Foot & Ankle International | 2018
Peter N. Mittwede; Christopher D. Murawski; Jakob Ackermann; Simon Görtz; Beat Hintermann; Hak Jun Kim; David B. Thordarson; Francesca Vannini; Alastair Younger; Samuel B. Adams; Carol L. Andrews; Chayanin Angthong; Jorge Batista; Onno L. Baur; Steve Bayer; Christoph Becher; Gregory C. Berlet; Lorraine A. T. Boakye; Alexandra J. Brown; Roberto Buda; James Calder; Gian Luigi Canata; Dominic S. Carreira; Thomas O. Clanton; Jari Dahmen; Pieter D’Hooghe; Christopher W. DiGiovanni; Malcolm E. Dombrowski; Mark C. Drakos; Richard D. Ferkel
Background: The evidence supporting best practice guidelines in the field of cartilage repair of the ankle are based on both low quality and low levels of evidence. Therefore, an international consensus group of experts was convened to collaboratively advance toward consensus opinions based on the best available evidence on key topics within cartilage repair of the ankle. The purpose of this article was to report on the consensus statements on “Revision and Salvage Management” developed at the 2017 International Consensus Meeting on Cartilage Repair of the Ankle. Methods: Seventy-five international experts in cartilage repair of the ankle representing 25 countries and 1 territory were convened and participated in a process based on the Delphi method of achieving consensus. Questions and statements were drafted within 11 working groups focusing on specific topics within cartilage repair of the ankle, after which a comprehensive literature review was performed and the available evidence for each statement was graded. Discussion and debate occurred in cases where statements were not agreed on in unanimous fashion within the working groups.

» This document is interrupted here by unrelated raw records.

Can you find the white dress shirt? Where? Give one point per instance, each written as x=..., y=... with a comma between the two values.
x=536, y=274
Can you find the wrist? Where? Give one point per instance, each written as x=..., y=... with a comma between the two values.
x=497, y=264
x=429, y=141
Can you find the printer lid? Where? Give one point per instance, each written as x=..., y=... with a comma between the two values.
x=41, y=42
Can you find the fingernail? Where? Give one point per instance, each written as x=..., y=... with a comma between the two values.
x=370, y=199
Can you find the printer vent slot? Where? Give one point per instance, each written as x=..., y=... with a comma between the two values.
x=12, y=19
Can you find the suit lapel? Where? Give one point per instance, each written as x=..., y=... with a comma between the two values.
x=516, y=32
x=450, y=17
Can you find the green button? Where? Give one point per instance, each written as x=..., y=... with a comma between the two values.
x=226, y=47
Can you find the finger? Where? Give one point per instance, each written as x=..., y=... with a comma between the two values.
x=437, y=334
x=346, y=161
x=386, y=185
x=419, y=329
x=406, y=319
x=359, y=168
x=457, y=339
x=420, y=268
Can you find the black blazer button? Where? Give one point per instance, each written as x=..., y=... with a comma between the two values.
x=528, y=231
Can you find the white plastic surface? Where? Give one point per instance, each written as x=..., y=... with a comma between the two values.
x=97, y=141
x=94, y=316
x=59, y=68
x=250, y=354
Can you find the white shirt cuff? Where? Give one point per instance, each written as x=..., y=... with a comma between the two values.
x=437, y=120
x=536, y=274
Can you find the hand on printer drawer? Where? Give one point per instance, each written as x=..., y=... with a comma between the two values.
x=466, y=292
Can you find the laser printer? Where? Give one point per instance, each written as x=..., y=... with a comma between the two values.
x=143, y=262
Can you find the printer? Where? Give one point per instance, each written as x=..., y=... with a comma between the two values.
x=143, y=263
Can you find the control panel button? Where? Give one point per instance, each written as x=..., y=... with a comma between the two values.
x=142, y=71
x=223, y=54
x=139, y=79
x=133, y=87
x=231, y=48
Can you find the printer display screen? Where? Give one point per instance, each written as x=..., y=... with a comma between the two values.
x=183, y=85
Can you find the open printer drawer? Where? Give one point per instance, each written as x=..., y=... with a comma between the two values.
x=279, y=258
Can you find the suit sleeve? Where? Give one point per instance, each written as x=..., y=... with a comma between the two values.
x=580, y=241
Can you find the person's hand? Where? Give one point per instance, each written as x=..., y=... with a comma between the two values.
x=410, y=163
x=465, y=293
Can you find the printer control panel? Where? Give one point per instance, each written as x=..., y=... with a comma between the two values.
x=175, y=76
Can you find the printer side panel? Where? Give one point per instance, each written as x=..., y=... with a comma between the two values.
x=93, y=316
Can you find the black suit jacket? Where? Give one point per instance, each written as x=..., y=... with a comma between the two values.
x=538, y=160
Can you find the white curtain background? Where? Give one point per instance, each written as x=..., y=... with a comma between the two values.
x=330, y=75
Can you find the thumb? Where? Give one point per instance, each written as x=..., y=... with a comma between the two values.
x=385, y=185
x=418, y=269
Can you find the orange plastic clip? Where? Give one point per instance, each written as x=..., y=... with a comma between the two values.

A final vote was then held, and the strength of consensus was characterized as follows: consensus, 51% to 74%; strong consensus, 75% to 99%; unanimous, 100%. Results: A total of 8 statements on revision and salvage management reached consensus during the 2017 International Consensus Meeting on Cartilage Repair of the Ankle. One achieved unanimous support and 7 reached strong consensus (greater than 75% agreement). All statements reached at least 85% agreement. Conclusions: This international consensus derived from leaders in the field will assist clinicians with revision and salvage management in the cartilage repair of the ankle.